Que se passe-t-il dans cette version de l’événement ?
- L’enfant est reconnu dans sa frustration, il n’est pas obligé de la réprimer. Son émotion est légitimée et entendue, ses besoins sont pris en compte.
- Sa mère peut maintenir la règle en expliquant son fondement, tout en reconnaissant qu’elle peut être difficile à accepter car elle est terriblement frustrante. Elle peut rassurer également son fils sur le fait que cette règle est valable aujourd’hui pour répondre à ses besoins de mère, mais qu’il ne s’agit pas de ne jamais sauter de ce pont. Un contexte plus favorable sera trouvé plus tard dans le séjour pour répondre aux besoins de l’enfant, et elle promet d’y veiller
- Le besoin de l’enfant qui motive ce désir de sauter, à savoir le dépassement de soi (ndlr : c’est une supposition pour mon exemple), est reconnu et encouragé. L’enfant renforce sa confiance en lui et en ses capacités
- Le lien entre la mère et l’enfant est préservé
J’ai osé aller proposer une idée avant de quitter la plage
Autant vous dire que c’était un défi pour moi, je me sens souvent tétanisée à l’idée d’aller parler à quelqu’un que je ne connais pas, pour lui proposer une autre façon de faire qui pourrait l’aider la prochaine fois. Je crains que la personne ne se sente jugée même si je veille à la façon dont je formule les choses, et de fait j’ai également peur d’être rejetée, et donc de me sentir incomprise dans ma démarche initiale qui est absolument bienveillante. Mais cette fois, j’ai osé le faire et c’était une très bonne décision !
Voici notre dialogue :
« Bonsoir madame, j’ai entendu votre fils vous demander tout à l’heure pour sauter du pont et vous vous êtes un peu disputés. Ca a l’air d’être difficile pour lui de devoir renoncer au saut ce soir…Est-ce que vous seriez d’accord pour que je vous propose une idée à tester la prochaine fois pour que ce soit plus doux pour vous et pour lui ? »

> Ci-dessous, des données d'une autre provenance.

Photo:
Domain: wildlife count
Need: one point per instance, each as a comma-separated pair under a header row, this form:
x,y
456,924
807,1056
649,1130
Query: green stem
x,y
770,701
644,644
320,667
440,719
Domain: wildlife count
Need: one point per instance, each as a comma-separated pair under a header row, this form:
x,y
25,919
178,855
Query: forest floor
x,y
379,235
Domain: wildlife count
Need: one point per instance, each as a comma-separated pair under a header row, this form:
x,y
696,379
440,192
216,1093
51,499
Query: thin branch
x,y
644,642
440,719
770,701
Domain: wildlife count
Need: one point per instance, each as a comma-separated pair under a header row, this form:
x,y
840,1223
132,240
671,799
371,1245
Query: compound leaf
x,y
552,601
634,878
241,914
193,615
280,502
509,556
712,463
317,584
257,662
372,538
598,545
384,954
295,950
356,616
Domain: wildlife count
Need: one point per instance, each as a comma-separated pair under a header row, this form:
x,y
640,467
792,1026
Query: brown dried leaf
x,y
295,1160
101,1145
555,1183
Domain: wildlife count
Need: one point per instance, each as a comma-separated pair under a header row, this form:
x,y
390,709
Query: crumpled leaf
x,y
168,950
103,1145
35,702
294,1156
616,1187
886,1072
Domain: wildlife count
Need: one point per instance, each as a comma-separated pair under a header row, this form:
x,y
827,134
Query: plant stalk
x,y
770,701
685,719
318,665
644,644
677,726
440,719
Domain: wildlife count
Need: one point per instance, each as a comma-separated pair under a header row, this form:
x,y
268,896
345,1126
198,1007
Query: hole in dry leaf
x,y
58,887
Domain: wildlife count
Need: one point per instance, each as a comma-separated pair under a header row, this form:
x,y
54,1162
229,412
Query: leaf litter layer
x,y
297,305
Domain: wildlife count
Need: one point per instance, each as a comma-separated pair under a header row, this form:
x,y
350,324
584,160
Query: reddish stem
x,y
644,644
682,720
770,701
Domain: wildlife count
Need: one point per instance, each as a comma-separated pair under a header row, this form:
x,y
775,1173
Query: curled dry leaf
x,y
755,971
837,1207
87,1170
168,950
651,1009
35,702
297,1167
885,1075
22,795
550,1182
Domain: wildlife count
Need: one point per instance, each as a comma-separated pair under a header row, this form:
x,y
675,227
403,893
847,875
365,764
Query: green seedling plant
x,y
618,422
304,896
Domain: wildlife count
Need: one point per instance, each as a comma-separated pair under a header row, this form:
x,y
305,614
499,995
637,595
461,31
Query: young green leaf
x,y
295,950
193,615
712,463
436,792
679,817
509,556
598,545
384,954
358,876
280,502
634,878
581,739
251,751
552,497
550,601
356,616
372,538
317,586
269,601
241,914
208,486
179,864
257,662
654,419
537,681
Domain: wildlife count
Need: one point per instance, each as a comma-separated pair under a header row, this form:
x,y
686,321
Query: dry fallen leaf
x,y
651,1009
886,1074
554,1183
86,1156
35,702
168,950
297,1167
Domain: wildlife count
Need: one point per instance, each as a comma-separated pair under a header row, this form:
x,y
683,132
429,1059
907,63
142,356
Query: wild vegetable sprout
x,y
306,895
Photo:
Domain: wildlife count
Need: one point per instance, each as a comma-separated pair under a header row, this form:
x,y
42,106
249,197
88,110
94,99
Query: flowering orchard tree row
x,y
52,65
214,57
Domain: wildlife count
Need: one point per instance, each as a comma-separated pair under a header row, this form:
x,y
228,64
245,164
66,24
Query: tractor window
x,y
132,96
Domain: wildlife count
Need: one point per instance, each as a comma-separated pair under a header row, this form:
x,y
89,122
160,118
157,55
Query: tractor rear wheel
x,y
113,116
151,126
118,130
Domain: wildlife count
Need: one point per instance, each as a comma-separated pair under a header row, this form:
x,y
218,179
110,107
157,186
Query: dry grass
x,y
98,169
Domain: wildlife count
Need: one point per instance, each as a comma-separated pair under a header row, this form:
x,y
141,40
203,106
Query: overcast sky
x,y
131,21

*Un peu surprise* « Heu oui, c’est vrai c’est pas facile, c’est frustrant pour lui mais en même temps là ce soir ce n’est pas possible, je n’ai pas d’autre solutions que de dire non… »
« C’est difficile pour vous de ne pas pouvoir l’aider à dépasser sa frustration ? »
« Oui, ce n’est jamais agréable de le voir en colère, pour lui c’est injuste… »
« Est-ce que vous êtes d’accord avec moi si je vous dis que sa frustration vient peut-être du fait qu’il se sente dans l’interdiction de partager un moment intense avec ses cousins ? »
« Oui je pense, je crois qu’il avait aussi envie de leur montrer qu’il avait grandi et qu’il pouvait faire la même chose qu’eux ! L’été dernier il savait à peine nager »
« Et vous croyez que ce serait possible pour vous de donner une mission ce soir à votre fils pendant que les plus grands sautent ? »
« Une mission c’est à dire ? »
« Par exemple, le faire « reporter officiel » du saut: lui proposer d’être en charge de filmer, ou de photographier, ou de dire lequel des sauts était le plus impressionnant, ou donner des consignes de saut que les plus grands devront appliquer…Quelque chose qui le fasse se sentir inclus et important même si lui ne saute pas ».
« Ah mais c’est une bonne idée ça, en plus j’ai de la batterie sur mon téléphone »
« Super ! J’espère que ça lui plaira ! Bon, et bien je rentre, bonne soirée »
« Bonne soirée merci beaucoup ! »
OH BONHEUR. OH GRATITUDE.
J’avais envie de pleurer de joie sur les quelques minutes de marche du retour ! C’est ma petite pépite bienveillante du mois d’Août. Il y en a eu d’autres, mais celle-ci m’a particulièrement touchée ! Ce moment où en choisissant de rester connectée aux besoins de cette maman, et à ceux de son enfant, on a pu trouver quelque chose qui renforce les liens, tout en respectant les limites imposées par le contexte et en accueillant les émotions comme elles ont besoin d’être accueillies. L’occasion de me souvenir que la CNV, c’est bien plus qu’un processus de communication. C’est une intention de bienveillance, la volonté d’être dans le non-jugement. C’est ce qui nous rapproche les uns des autres, qui préserve le lien, même quand les choses sont compliquées.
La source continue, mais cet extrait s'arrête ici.